The crossroads of life’s calamities.
The boundless comfort of God’s Son and Spirit for life’s darkest moments.
What follows is another bounty from Paul Tripp’s wonderful book, Suffering: Gospel Hope When Life Doesn’t Make Sense. I’ve recently finished this book and I can’t express enough how much I’ve benefited from it. Each page is dripping with heartfelt compassion for those enduring life’s severest turmoil. Tripp’s recent personal experience with suffering inspires these pages, as he reflects not only on his own encounters with physical, emotional, and spiritual upheaval but also on the condescending grace and truth of Christ which meets sufferers in the midst of the suffering. The following excerpt constitutes the opening paragraphs of the closing chapter, aptly titled, “The Comfort of a Heart at Rest.” May your heart be made to rest in the boundless comfort God’s Son and Spirit offer in life’s darkest moments.

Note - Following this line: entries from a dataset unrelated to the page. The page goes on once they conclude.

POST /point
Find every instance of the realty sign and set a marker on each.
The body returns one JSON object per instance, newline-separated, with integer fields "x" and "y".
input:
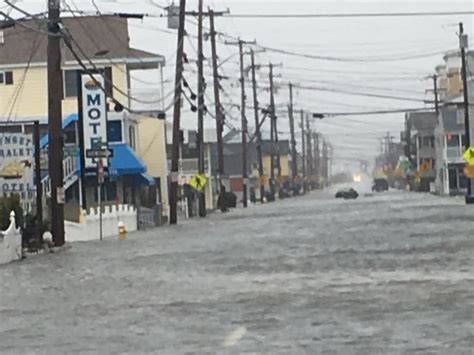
{"x": 94, "y": 115}
{"x": 17, "y": 166}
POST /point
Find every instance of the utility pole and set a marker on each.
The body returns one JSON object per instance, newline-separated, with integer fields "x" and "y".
{"x": 294, "y": 163}
{"x": 258, "y": 133}
{"x": 55, "y": 121}
{"x": 272, "y": 133}
{"x": 303, "y": 151}
{"x": 325, "y": 165}
{"x": 217, "y": 102}
{"x": 177, "y": 116}
{"x": 463, "y": 42}
{"x": 200, "y": 136}
{"x": 435, "y": 88}
{"x": 244, "y": 125}
{"x": 317, "y": 159}
{"x": 309, "y": 154}
{"x": 38, "y": 184}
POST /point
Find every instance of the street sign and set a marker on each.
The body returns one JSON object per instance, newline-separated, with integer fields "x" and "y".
{"x": 198, "y": 182}
{"x": 263, "y": 180}
{"x": 99, "y": 153}
{"x": 469, "y": 171}
{"x": 70, "y": 151}
{"x": 425, "y": 167}
{"x": 61, "y": 195}
{"x": 468, "y": 156}
{"x": 93, "y": 113}
{"x": 100, "y": 171}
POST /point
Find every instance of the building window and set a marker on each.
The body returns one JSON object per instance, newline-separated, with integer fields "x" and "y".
{"x": 108, "y": 192}
{"x": 131, "y": 137}
{"x": 453, "y": 140}
{"x": 6, "y": 78}
{"x": 69, "y": 134}
{"x": 462, "y": 179}
{"x": 463, "y": 142}
{"x": 114, "y": 131}
{"x": 460, "y": 117}
{"x": 70, "y": 83}
{"x": 427, "y": 141}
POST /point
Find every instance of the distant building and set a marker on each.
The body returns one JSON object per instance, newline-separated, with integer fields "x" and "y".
{"x": 104, "y": 42}
{"x": 450, "y": 138}
{"x": 421, "y": 130}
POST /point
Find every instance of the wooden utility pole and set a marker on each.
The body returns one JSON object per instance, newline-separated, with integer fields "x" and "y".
{"x": 244, "y": 125}
{"x": 258, "y": 133}
{"x": 463, "y": 42}
{"x": 217, "y": 102}
{"x": 55, "y": 121}
{"x": 272, "y": 133}
{"x": 309, "y": 154}
{"x": 38, "y": 184}
{"x": 317, "y": 159}
{"x": 303, "y": 151}
{"x": 325, "y": 164}
{"x": 200, "y": 136}
{"x": 294, "y": 163}
{"x": 435, "y": 88}
{"x": 177, "y": 117}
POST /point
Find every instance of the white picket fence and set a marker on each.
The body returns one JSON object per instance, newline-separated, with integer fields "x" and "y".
{"x": 10, "y": 242}
{"x": 89, "y": 229}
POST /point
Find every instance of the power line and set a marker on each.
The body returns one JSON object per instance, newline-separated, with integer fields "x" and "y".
{"x": 380, "y": 112}
{"x": 349, "y": 15}
{"x": 357, "y": 93}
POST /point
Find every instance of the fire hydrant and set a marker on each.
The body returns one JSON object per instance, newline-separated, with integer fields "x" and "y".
{"x": 122, "y": 231}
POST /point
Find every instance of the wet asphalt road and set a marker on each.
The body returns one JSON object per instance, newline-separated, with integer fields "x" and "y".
{"x": 388, "y": 274}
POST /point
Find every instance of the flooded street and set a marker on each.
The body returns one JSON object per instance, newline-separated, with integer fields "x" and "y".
{"x": 390, "y": 273}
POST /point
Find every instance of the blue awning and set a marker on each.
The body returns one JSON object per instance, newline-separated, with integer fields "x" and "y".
{"x": 125, "y": 161}
{"x": 144, "y": 179}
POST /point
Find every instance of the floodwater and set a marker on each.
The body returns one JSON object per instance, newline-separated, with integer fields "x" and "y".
{"x": 385, "y": 274}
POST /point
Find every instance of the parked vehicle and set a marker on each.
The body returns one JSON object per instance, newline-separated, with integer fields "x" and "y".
{"x": 347, "y": 194}
{"x": 380, "y": 185}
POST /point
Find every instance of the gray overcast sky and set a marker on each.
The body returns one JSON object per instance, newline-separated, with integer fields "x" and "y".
{"x": 360, "y": 38}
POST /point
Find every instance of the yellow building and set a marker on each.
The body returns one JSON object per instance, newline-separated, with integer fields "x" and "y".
{"x": 103, "y": 40}
{"x": 151, "y": 149}
{"x": 102, "y": 44}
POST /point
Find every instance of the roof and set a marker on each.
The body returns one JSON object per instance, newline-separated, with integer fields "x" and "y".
{"x": 93, "y": 34}
{"x": 423, "y": 121}
{"x": 74, "y": 117}
{"x": 125, "y": 161}
{"x": 233, "y": 155}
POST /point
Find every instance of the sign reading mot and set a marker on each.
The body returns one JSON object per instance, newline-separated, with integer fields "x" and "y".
{"x": 94, "y": 115}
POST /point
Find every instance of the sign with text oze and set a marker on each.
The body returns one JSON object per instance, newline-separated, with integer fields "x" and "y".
{"x": 94, "y": 115}
{"x": 17, "y": 166}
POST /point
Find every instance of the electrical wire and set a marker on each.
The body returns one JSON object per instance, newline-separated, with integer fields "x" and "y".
{"x": 352, "y": 15}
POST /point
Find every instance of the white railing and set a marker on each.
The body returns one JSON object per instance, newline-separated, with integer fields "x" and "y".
{"x": 10, "y": 242}
{"x": 453, "y": 154}
{"x": 89, "y": 229}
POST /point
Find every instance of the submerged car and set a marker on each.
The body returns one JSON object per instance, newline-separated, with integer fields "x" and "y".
{"x": 347, "y": 194}
{"x": 380, "y": 185}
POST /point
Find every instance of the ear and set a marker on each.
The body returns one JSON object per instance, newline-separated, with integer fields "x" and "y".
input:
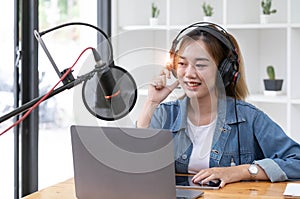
{"x": 171, "y": 65}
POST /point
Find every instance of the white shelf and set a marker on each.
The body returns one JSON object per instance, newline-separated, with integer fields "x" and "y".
{"x": 268, "y": 99}
{"x": 275, "y": 43}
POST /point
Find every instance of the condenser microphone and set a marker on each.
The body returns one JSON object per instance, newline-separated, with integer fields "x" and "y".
{"x": 108, "y": 92}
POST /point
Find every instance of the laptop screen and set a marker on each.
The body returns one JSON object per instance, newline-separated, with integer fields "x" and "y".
{"x": 113, "y": 162}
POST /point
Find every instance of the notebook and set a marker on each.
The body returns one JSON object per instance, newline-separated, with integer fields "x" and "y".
{"x": 127, "y": 163}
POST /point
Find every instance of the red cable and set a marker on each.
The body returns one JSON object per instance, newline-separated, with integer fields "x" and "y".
{"x": 46, "y": 95}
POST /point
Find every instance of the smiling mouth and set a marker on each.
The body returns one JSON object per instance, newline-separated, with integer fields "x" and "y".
{"x": 193, "y": 84}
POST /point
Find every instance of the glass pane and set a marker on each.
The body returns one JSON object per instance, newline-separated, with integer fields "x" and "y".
{"x": 6, "y": 98}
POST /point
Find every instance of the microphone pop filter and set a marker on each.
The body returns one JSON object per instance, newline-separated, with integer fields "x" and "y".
{"x": 117, "y": 106}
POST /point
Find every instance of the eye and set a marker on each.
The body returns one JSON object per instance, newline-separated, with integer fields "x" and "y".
{"x": 200, "y": 65}
{"x": 181, "y": 63}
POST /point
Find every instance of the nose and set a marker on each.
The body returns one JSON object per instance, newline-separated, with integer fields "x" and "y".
{"x": 190, "y": 71}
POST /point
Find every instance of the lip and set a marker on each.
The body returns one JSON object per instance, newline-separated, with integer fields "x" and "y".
{"x": 192, "y": 85}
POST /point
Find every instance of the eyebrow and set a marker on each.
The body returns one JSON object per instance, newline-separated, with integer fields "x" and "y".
{"x": 197, "y": 59}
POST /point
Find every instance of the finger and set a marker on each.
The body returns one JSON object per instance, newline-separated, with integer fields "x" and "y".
{"x": 222, "y": 184}
{"x": 166, "y": 72}
{"x": 173, "y": 85}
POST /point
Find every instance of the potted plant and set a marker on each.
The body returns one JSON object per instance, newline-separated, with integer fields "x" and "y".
{"x": 266, "y": 11}
{"x": 272, "y": 84}
{"x": 208, "y": 11}
{"x": 154, "y": 14}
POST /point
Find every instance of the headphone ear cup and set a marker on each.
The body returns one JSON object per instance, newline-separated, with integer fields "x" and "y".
{"x": 228, "y": 71}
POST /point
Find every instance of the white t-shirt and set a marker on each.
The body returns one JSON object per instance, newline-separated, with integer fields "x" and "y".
{"x": 201, "y": 137}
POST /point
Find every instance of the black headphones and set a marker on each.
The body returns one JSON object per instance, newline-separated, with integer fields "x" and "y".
{"x": 229, "y": 67}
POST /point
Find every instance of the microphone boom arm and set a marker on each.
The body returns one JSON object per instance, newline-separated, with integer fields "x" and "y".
{"x": 29, "y": 104}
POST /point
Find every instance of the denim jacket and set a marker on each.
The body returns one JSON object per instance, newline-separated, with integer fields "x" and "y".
{"x": 261, "y": 140}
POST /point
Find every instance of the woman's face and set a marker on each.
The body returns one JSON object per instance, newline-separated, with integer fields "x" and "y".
{"x": 196, "y": 70}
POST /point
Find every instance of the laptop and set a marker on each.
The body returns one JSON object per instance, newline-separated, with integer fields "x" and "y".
{"x": 127, "y": 163}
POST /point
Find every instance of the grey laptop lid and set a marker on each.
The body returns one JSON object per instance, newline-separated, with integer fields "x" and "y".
{"x": 112, "y": 162}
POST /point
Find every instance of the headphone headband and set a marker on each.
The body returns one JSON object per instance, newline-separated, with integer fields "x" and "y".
{"x": 211, "y": 28}
{"x": 228, "y": 68}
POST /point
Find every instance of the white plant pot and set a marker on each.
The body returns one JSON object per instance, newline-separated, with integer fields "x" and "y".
{"x": 264, "y": 19}
{"x": 153, "y": 21}
{"x": 208, "y": 18}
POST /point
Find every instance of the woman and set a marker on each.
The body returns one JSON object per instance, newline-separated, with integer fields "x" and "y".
{"x": 217, "y": 135}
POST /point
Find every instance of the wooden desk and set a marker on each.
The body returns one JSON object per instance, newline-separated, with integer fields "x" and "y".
{"x": 240, "y": 190}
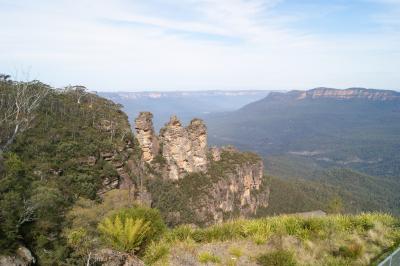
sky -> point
(134, 45)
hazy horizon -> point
(203, 44)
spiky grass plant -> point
(124, 235)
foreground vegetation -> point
(280, 240)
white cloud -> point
(76, 42)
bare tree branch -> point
(18, 103)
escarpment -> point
(184, 149)
(192, 183)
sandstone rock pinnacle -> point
(148, 140)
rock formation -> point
(225, 182)
(329, 93)
(145, 135)
(184, 149)
(239, 190)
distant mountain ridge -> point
(185, 104)
(346, 94)
(161, 94)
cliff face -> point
(146, 137)
(329, 93)
(213, 184)
(184, 149)
(240, 188)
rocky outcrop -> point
(184, 149)
(214, 183)
(22, 257)
(239, 191)
(145, 135)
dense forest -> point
(60, 164)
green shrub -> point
(207, 257)
(155, 252)
(124, 235)
(149, 217)
(277, 258)
(236, 252)
(157, 225)
(353, 251)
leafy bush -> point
(149, 215)
(124, 234)
(236, 252)
(155, 252)
(277, 258)
(353, 250)
(207, 257)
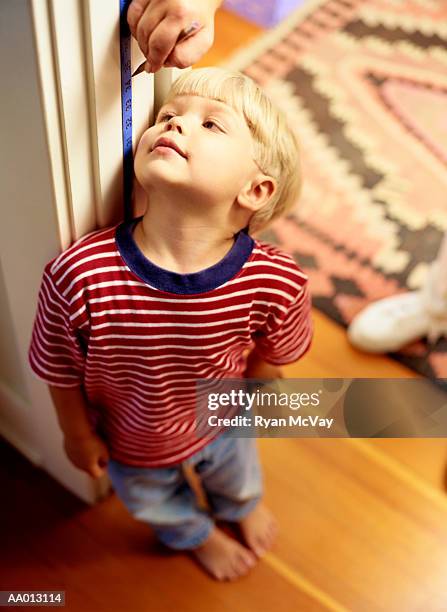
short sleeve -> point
(55, 354)
(291, 335)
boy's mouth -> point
(166, 142)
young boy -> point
(130, 317)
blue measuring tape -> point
(126, 108)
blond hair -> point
(276, 149)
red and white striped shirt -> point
(137, 337)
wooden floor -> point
(363, 522)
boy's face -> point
(217, 149)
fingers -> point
(189, 51)
(157, 26)
(162, 41)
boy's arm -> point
(257, 367)
(71, 409)
(83, 446)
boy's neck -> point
(179, 244)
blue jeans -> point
(230, 474)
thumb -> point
(189, 51)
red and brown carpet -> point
(364, 83)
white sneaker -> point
(389, 324)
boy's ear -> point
(257, 192)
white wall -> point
(29, 237)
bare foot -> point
(259, 529)
(223, 557)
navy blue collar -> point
(173, 282)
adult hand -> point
(157, 24)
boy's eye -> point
(167, 116)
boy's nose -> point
(174, 123)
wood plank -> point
(353, 528)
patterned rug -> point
(364, 83)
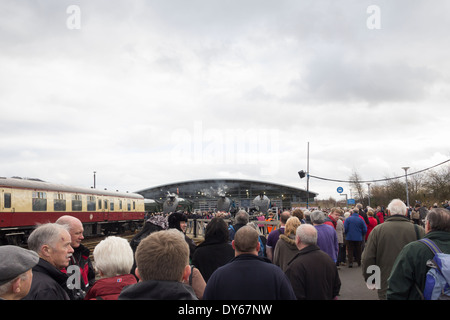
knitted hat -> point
(14, 261)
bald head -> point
(75, 229)
(246, 241)
(306, 235)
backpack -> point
(438, 277)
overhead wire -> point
(379, 180)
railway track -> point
(91, 242)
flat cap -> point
(14, 261)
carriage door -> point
(6, 208)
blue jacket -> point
(355, 228)
(249, 277)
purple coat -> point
(327, 240)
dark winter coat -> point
(109, 288)
(158, 290)
(248, 277)
(313, 275)
(48, 283)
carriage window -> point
(59, 203)
(39, 201)
(77, 203)
(91, 203)
(7, 200)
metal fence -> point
(197, 227)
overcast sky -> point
(153, 92)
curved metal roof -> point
(36, 184)
(229, 187)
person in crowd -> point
(152, 224)
(215, 251)
(51, 241)
(178, 220)
(312, 273)
(407, 278)
(387, 240)
(162, 261)
(286, 247)
(273, 236)
(333, 217)
(241, 219)
(15, 271)
(355, 229)
(362, 213)
(326, 235)
(80, 256)
(372, 223)
(248, 276)
(270, 218)
(299, 214)
(113, 258)
(307, 214)
(261, 238)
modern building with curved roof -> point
(204, 194)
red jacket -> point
(109, 288)
(372, 224)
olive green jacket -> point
(410, 267)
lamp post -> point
(406, 179)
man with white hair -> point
(387, 240)
(51, 242)
(312, 273)
(80, 256)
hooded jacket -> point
(285, 250)
(314, 275)
(158, 290)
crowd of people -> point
(299, 259)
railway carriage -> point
(25, 203)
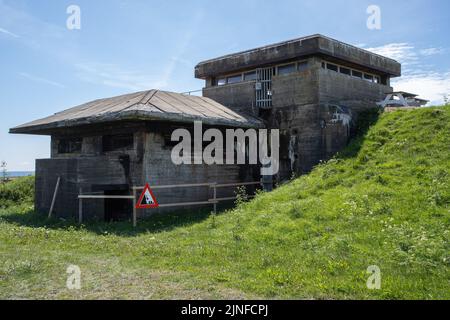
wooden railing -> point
(213, 201)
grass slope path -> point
(383, 201)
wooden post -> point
(134, 208)
(214, 198)
(54, 197)
(80, 208)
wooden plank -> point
(54, 197)
(80, 209)
(184, 204)
(87, 196)
(237, 184)
(178, 186)
(134, 208)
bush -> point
(17, 191)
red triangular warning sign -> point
(147, 199)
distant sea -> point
(14, 174)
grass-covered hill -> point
(384, 201)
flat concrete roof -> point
(151, 105)
(288, 50)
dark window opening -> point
(70, 145)
(302, 66)
(356, 74)
(118, 142)
(286, 69)
(221, 81)
(250, 76)
(344, 70)
(332, 67)
(234, 79)
(117, 209)
(368, 77)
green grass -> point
(383, 201)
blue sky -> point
(125, 46)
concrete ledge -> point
(297, 48)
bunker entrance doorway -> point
(115, 209)
(263, 87)
(118, 209)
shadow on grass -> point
(155, 223)
(365, 120)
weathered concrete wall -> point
(158, 169)
(149, 161)
(355, 93)
(239, 96)
(295, 49)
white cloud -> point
(417, 77)
(9, 33)
(432, 86)
(431, 51)
(113, 75)
(402, 52)
(41, 80)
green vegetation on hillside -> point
(384, 201)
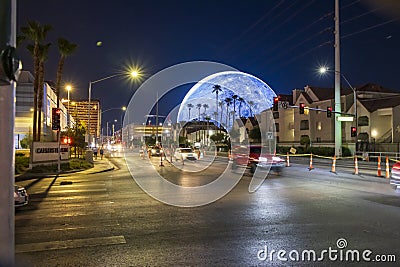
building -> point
(79, 110)
(24, 110)
(377, 124)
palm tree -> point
(216, 90)
(241, 101)
(198, 106)
(36, 33)
(228, 102)
(65, 49)
(190, 106)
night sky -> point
(281, 42)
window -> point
(363, 121)
(304, 125)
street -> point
(105, 219)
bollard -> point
(387, 168)
(334, 164)
(311, 167)
(379, 173)
(355, 165)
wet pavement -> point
(104, 219)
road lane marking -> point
(73, 243)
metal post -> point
(90, 94)
(338, 124)
(7, 117)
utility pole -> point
(338, 124)
(7, 117)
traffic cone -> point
(311, 167)
(334, 164)
(355, 165)
(379, 174)
(387, 167)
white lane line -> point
(73, 243)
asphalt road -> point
(105, 219)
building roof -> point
(371, 87)
(380, 103)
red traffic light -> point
(353, 131)
(301, 108)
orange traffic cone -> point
(334, 164)
(379, 174)
(355, 165)
(311, 167)
(387, 167)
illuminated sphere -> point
(257, 96)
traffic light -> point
(329, 112)
(55, 119)
(353, 131)
(67, 140)
(276, 101)
(301, 108)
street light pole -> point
(338, 124)
(133, 73)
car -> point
(185, 154)
(251, 157)
(21, 197)
(155, 151)
(395, 175)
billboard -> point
(48, 151)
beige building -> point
(378, 116)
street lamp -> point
(324, 70)
(69, 88)
(134, 74)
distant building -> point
(378, 115)
(79, 110)
(24, 110)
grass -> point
(22, 165)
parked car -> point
(252, 158)
(155, 151)
(185, 154)
(395, 175)
(20, 196)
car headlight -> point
(263, 159)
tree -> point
(36, 33)
(190, 106)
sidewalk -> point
(99, 165)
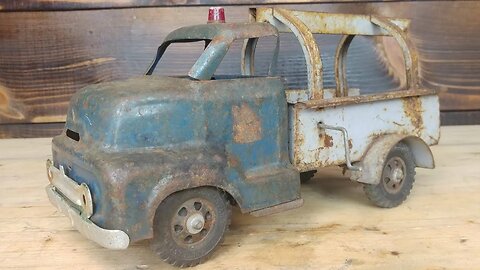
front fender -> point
(372, 162)
(142, 180)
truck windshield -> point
(177, 57)
(201, 59)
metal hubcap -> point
(195, 223)
(393, 174)
(192, 221)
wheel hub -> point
(192, 221)
(397, 175)
(393, 175)
(195, 223)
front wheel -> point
(189, 225)
(397, 180)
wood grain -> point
(438, 227)
(47, 56)
(53, 5)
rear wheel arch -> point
(372, 162)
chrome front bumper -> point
(75, 201)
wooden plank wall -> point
(46, 56)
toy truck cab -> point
(166, 157)
(138, 153)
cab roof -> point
(230, 31)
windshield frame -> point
(217, 38)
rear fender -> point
(372, 162)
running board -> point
(278, 208)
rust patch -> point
(247, 126)
(413, 110)
(327, 141)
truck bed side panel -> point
(313, 148)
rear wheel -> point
(397, 179)
(189, 225)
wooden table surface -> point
(438, 227)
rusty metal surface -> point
(367, 120)
(377, 153)
(329, 23)
(247, 127)
(217, 37)
(142, 139)
(306, 23)
(324, 103)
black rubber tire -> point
(187, 255)
(306, 176)
(378, 193)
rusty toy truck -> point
(165, 157)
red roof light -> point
(216, 15)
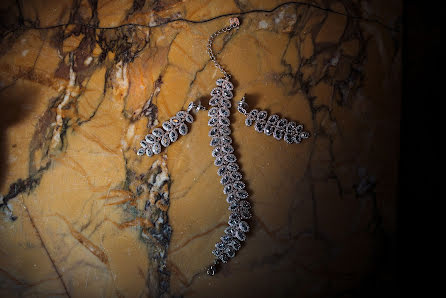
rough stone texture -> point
(83, 215)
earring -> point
(170, 131)
(280, 128)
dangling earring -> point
(280, 128)
(169, 133)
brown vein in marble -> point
(47, 252)
(221, 224)
(94, 249)
(298, 3)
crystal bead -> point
(243, 226)
(213, 112)
(230, 158)
(149, 151)
(189, 118)
(150, 139)
(141, 151)
(173, 135)
(259, 126)
(240, 235)
(182, 129)
(273, 119)
(156, 148)
(143, 144)
(278, 134)
(165, 141)
(167, 125)
(158, 132)
(262, 115)
(215, 141)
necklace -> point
(234, 188)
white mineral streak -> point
(263, 24)
(70, 91)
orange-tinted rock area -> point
(83, 216)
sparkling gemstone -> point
(304, 135)
(175, 121)
(269, 129)
(224, 258)
(149, 151)
(291, 127)
(227, 189)
(230, 158)
(240, 235)
(231, 198)
(239, 185)
(289, 138)
(213, 112)
(158, 132)
(242, 194)
(278, 134)
(273, 119)
(182, 129)
(262, 115)
(234, 216)
(213, 132)
(173, 135)
(141, 151)
(225, 130)
(227, 94)
(217, 91)
(224, 121)
(216, 152)
(150, 139)
(226, 103)
(236, 176)
(189, 118)
(235, 243)
(165, 141)
(167, 125)
(243, 226)
(244, 204)
(228, 149)
(233, 167)
(143, 144)
(181, 114)
(218, 161)
(215, 141)
(230, 252)
(224, 112)
(213, 121)
(259, 126)
(233, 223)
(156, 148)
(282, 123)
(249, 121)
(214, 101)
(226, 238)
(230, 231)
(225, 180)
(233, 207)
(253, 113)
(226, 140)
(219, 245)
(221, 170)
(245, 214)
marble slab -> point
(81, 84)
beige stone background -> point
(83, 216)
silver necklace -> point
(234, 188)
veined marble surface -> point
(83, 216)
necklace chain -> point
(234, 23)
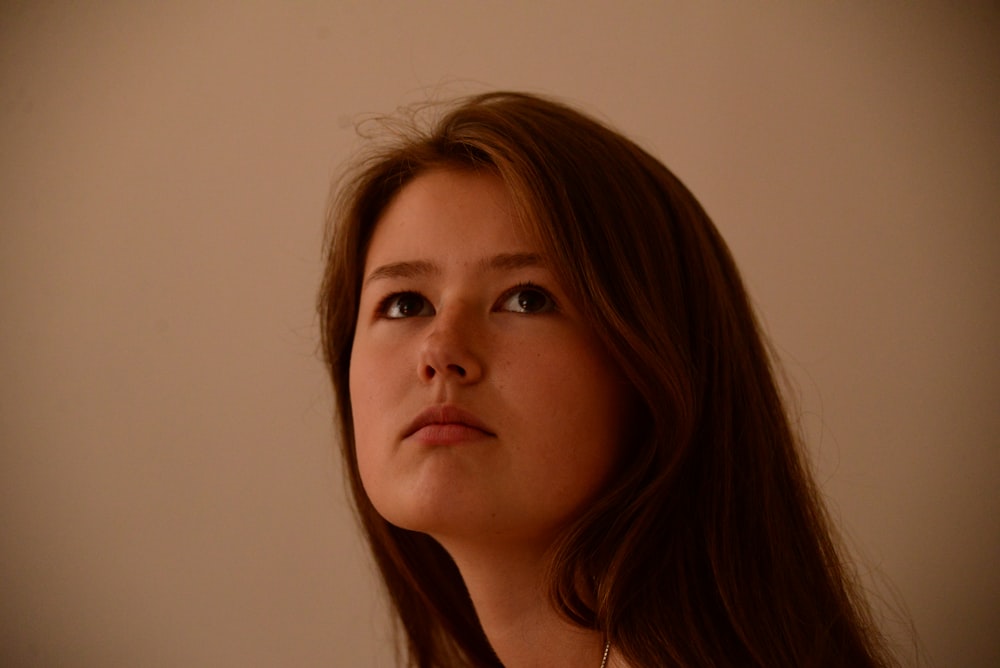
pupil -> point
(408, 305)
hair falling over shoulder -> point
(711, 546)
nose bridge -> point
(450, 345)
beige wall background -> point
(169, 492)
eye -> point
(404, 305)
(527, 299)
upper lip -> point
(446, 414)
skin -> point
(486, 413)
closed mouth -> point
(445, 415)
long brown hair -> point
(710, 547)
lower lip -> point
(448, 434)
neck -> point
(510, 594)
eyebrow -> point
(418, 268)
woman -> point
(558, 416)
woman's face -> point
(484, 407)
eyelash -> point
(388, 302)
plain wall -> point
(169, 488)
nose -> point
(449, 352)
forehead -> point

Suffering is the intersection where life’s deepest pains meet with the most wonderful blessings of grace. It’s the ground where mournful cries echo alongside heartfelt praise. It’s the place where God seems absent and his presence is most clearly seen. It’s the location of deep aloneness mixing with awareness of glorious love. It’s the place of raging spiritual war and miraculous peace. Suffering is where weakness intersects with strength, confusion intersects with wisdom, sorrow intersects with joy, and despair intersects with hope.
Suffering has a unique ability to expose inadequacies in all the places we tend to look for life, hope, identity, joy, peace, motivation, and our reason to continue. If you’re looking horizontally for what can only be found vertically, suffering will pick your pockets and leave you empty. Suffering shocks you into admitting that no human being can give you life. It forces you to acknowledge that your job can’t give you identity. It shakes you into the realization that your physical body isn’t the center of your true strength. It requires you to acknowledge that rest of heart isn’t found in financial stability. It confronts you with the fact that personal peace doesn’t come from what people think of you.
Suffering slaughters all our subtle God replacements . . . It’s right then, in the darkness of our aloneness, loss, and fear, that the light of the gospel of God’s presence and grace shines most brightly. It’s one of the most profound paradoxes of life, that out of the darkest travail glorious beauty shines. (203–4)
Soli Deo Gloria. Amen.
Works cited:
Paul Tripp, Suffering: Gospel Hope When Life Doesn’t Make Sense (Wheaton, IL: Crossway, 2018).